Java’s wacky use of Generics

Suppose there’s a generic Java class, named Something, presented here as a bare-bones example.

public class Something<T> {
    @Override
    public String toString() {
        return "Something";
    }
}

And here’s the rub. Java allows you to “cop out” of Generics and use either the erased type, or an existential type, in the following meaningless way (and I’m not making this up).

public class JTest {
    public static Something<?> getSomething() {
        return new Something<String>();
    }
}

Here’s some Scala code to process an instance of Something<String>.

class STest {
    def workWithSomethingString(s : Something[String]) {
        print(s)
    }
}

Suppose you know that the particular instance is a Something<String> (the way you know it lies certainly outside of the type system).

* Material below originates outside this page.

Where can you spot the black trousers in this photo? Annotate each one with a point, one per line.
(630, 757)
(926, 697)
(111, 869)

Going from Java to Scala produces an unchecked warning, as it should.

    public static void scalaDriver() {
        STest sTest = new STest();
        sTest.workWithSomethingString((Something<String>)getSomething()); 
        //flagged as unckecked
    }

Enter Kotlin.

class KTest {
    fun workWithSomethingString(s:Something<String>) {
        print(s)
    }
}

Same thing here.

    public static void kotlinDriver() {
        KTest ktest = new KTest();
        ktest.workWithSomethingString((Something<String>) getSomething());
        //flagged as unckecked
    }

Both fail to cope with Java’s incongruent use of Generics. Hence, a black eye for both, in that regard. Hint: at the call site, it’s the Java compiler that runs the show. There’s really no way to win. Let’s see what we get if we give full control of the calling site to the other compilers.

Reified generics

If we disregard direct interconnection with Java, for a moment, both Scala and Kotlin want to provide some solution to being able to recover type information that is lost by erasure.

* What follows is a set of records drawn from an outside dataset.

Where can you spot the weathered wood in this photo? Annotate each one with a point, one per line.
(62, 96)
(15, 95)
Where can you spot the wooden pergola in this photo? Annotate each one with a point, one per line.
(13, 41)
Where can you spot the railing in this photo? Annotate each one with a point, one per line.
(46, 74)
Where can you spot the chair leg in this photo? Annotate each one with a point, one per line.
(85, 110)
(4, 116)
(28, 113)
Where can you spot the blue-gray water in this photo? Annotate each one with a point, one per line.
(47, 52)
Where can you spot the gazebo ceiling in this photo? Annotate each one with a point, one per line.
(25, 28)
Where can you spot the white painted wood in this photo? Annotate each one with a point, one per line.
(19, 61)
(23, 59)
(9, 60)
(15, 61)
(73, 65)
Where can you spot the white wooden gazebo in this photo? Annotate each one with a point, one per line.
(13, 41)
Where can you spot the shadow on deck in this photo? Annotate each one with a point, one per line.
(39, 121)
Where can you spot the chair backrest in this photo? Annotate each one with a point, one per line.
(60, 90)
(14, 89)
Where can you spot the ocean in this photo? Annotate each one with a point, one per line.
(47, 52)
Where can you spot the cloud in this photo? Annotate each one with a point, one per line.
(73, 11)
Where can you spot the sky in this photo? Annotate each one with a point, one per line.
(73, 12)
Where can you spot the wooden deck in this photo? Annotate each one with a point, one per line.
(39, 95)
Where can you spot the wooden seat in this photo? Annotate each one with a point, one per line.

Scala does it using TypeTags and such, in various ways which employ the compiler to supply information about generic types from the calling site to the called method.

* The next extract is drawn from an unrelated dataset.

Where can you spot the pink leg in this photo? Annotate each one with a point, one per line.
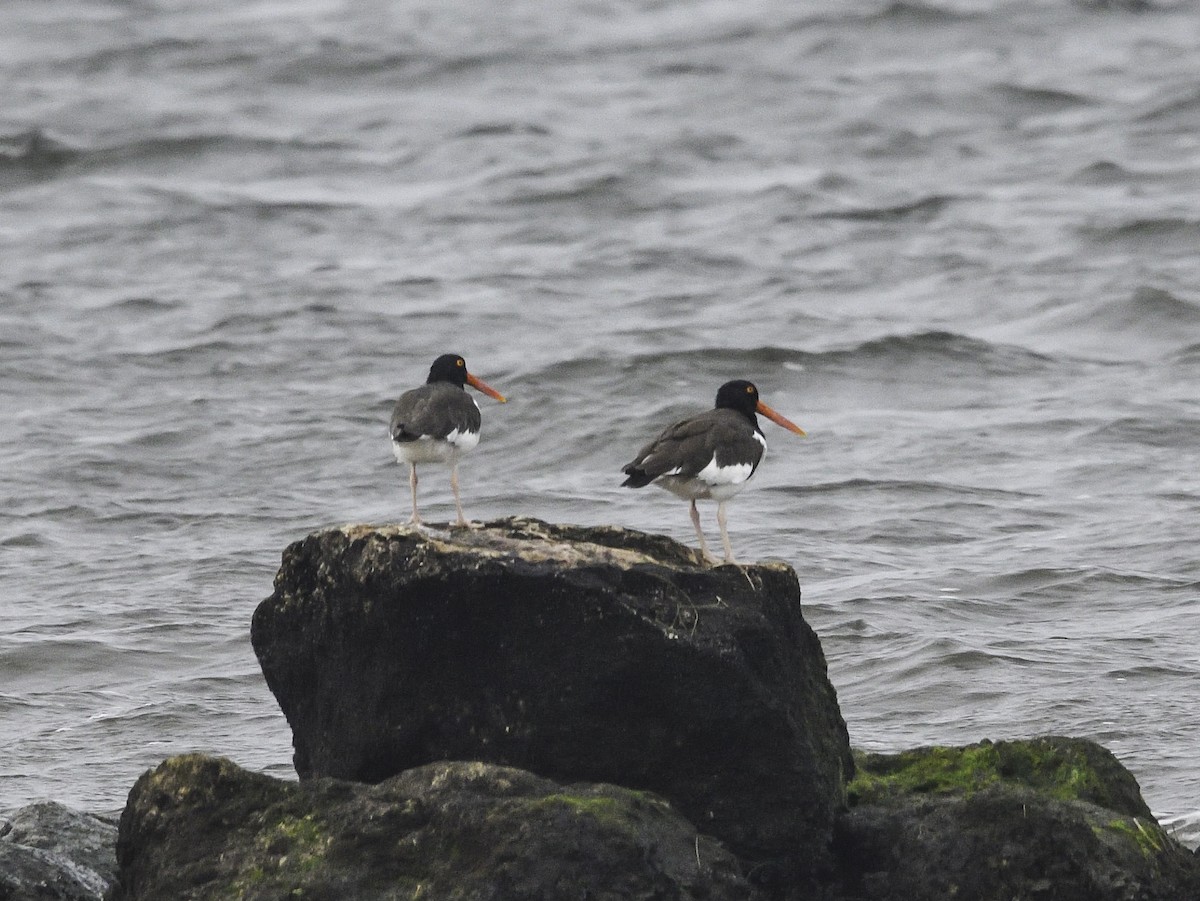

Below is one way to do it. The first call to workWithSomething delegates correctly to workWithSomethingString.

    def passTheBuck() {
        workWithSomething(new Something[String])
        workWithSomething(new Something[Int])
    }

    def workWithSomething[T](s : Something[T])(implicit t : TypeTag[T]) {
        if( t.tpe.typeConstructor =:= typeOf[String] ) {
            workWithSomethingString(s.asInstanceOf[Something[String]])
        } else {
            print("\nCannot handle\n")
        }
    }

How about Kotlin? Kotlin has promised reified generics, but it’s still in the roadmap. Black eye for Kotlin, feather in Scala’s cap.

Things don’t look so good for Kotlin, so far. In the next nugget, let’s see if it manages to recoup, using its distinguishing feature of mixed-site variance.